Bułgaria - w opinii Komisji – "nie dokonała prawidłowej transpozycji kryminalizacji określonych form mowy nienawiści, które podżegają do przemocy lub nienawiści, a mianowicie publicznego przyzwolenia, zaprzeczenia lub rażącej trywializacji zbrodni międzynarodowych i Holokaustu".
Niewłaściwa kryminalizacja?
KE przekazała, że "polskie ramy prawa karnego nie transponują prawidłowo mowy nienawiści podżegającej do przemocy na tle rasistowskim i ksenofobicznym oraz ograniczają zakres kryminalizacji podżegania do nienawiści".

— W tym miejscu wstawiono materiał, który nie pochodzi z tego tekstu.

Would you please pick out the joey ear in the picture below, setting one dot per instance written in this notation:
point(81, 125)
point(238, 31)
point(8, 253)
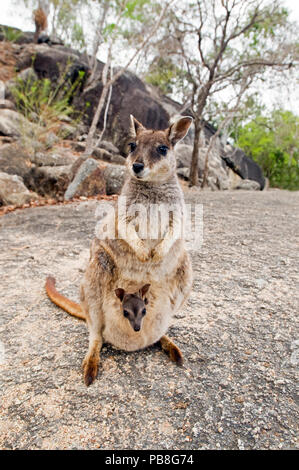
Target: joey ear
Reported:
point(179, 129)
point(135, 126)
point(120, 293)
point(144, 289)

"Ponadto Polska nieprawidłowo transponowała kryminalizację określonych form mowy nienawiści, pomijając rażącą trywializację przestępstw międzynarodowych i Holokaustu oraz ograniczając kryminalizację zaprzeczania i usprawiedliwiania tych przestępstw tylko do przypadków, w których popełniono takie przestępstwa przeciwko obywatelom polskim" – czytamy w komunikacie.
Zdaniem KE, Finlandia i Szwecja nieprawidłowo wdrożyły przepisy dotyczące mowy nienawiści podżegającej do przemocy i w efekcie nie kryminalizują one mowy nienawiści, gdy jest ona skierowana do poszczególnych członków grupy, określonej przez odniesienie do rasy, koloru skóry, religii, pochodzenia narodowego lub etnicznego.
"Ponadto Finlandia i Szwecja nie dopuszczają do kryminalizacji określonych form mowy nienawiści, a mianowicie publicznego przyzwolenia, zaprzeczenia lub rażącej trywializacji zbrodni międzynarodowych i Holokaustu. Finlandia nie zapewniła również, aby przestępstwa dotyczące rasizmu i ksenofobii mogły być ścigane i karane bez zawiadomienia lub oskarżenia ze strony ofiary" – czytamy w komunikacie.
Belgia, Bułgaria, Finlandia, Polska i Szwecja mają dwa miesiące na ustosunkowanie się do kwestii poruszonych przez Komisję. Jeżeli Komisja uzna wyjaśnienia za niewystarczające, może zdecydować o przejściu do drugiego etapu procedury.
W październiku 2020 r. Komisja uruchomiła podobne procedury wobec Estonii i Rumunii. Komisja nadal ocenia wdrożenie unijnych przepisów w innych państwach członkowskich.